Making resources stretch

While many in the theatre sector grapple with the threat to the company model, and seek further information about pilot production hubs and new mechanisms for funding, others are adopting an adapt-or-die pragmatism. Cork Midsummer Festival received a cut of just 3.7 per cent, from €187,000 to €180,000, which fits a pattern its artistic director, William Galinsky, observed of “preserving medium-scale festivals… that do an awful lot on quite a little.” How they operate may prove instructive for a sector long dependent on state subsidy and critically vulnerable in straitened circumstances.

“What I’ve learned is that with planning, lots of things are possible,” says Galinsky. A festival co-production with Belgian theatre company Victoria, for instance, will have been eighteen months in development by the time it opens in June. Inviting more potential co-producers to an early workshop for the project, itself modestly co-funded by the Granary theatre and an Arts Council commission award, has resulted in a co-production between the Midsummer festival, Ulster Bank Belfast Festival at Queens, LIFT and Victoria, which has in turn opened avenues to half a dozen funding bodies in Ireland, Northern Ireland and the UK. “We’re not doing miracles,” says Galinsky. “It’s just about smart planning.”

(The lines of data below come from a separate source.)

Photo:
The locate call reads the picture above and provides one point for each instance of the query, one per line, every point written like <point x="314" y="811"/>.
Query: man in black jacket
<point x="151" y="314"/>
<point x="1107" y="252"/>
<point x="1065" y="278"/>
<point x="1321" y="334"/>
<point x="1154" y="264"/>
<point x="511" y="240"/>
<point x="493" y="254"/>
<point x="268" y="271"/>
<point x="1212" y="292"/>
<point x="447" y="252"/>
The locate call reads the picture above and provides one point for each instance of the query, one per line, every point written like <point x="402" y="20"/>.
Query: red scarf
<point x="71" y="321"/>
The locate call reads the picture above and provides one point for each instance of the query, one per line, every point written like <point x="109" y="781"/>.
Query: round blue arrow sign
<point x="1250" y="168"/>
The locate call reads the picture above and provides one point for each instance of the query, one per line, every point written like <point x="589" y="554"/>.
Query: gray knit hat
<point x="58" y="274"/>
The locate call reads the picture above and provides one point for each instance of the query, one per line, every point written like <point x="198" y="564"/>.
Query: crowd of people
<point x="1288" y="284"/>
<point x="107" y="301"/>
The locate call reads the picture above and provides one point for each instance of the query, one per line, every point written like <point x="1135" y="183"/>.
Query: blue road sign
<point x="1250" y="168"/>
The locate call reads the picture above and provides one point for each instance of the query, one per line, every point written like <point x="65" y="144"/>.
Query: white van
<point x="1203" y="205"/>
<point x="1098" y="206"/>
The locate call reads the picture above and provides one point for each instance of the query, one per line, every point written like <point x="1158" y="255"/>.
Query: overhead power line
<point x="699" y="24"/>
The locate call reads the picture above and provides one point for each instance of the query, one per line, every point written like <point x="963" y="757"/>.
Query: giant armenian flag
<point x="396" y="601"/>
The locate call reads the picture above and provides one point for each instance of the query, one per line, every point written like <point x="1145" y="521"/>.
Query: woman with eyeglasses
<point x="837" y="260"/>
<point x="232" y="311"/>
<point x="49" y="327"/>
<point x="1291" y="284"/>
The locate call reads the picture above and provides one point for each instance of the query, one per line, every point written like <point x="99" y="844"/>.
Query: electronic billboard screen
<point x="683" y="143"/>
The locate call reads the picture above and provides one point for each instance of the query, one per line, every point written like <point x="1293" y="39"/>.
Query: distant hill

Such planning and strategising may count as “smart, joined-up thinking” but it also requires time. That’s one reason Galinsky thinks that pilot production hubs should be set up as three-year projects, even if funding cannot be guaranteed, allowing the sector “to show how it can work, rather than creating policy from the top down.”

Touring shows is also cost-effective, allowing further access to domestic and international touring funds, amortising costs and making the show more attractive to receiving venues. Galinsky suggests it’s a practicable model for theatre makers in an international culture increasingly well disposed towards co-productions and touring networks. “It means the show is earning its keep,” he says. “You’re keeping people in employment longer and you’re looking at a combination of subsidised and commercial theatre. Subsidy is manure, basically.”

The vagaries of revenue funding have prompted broadly similar statements recently, but few as positive.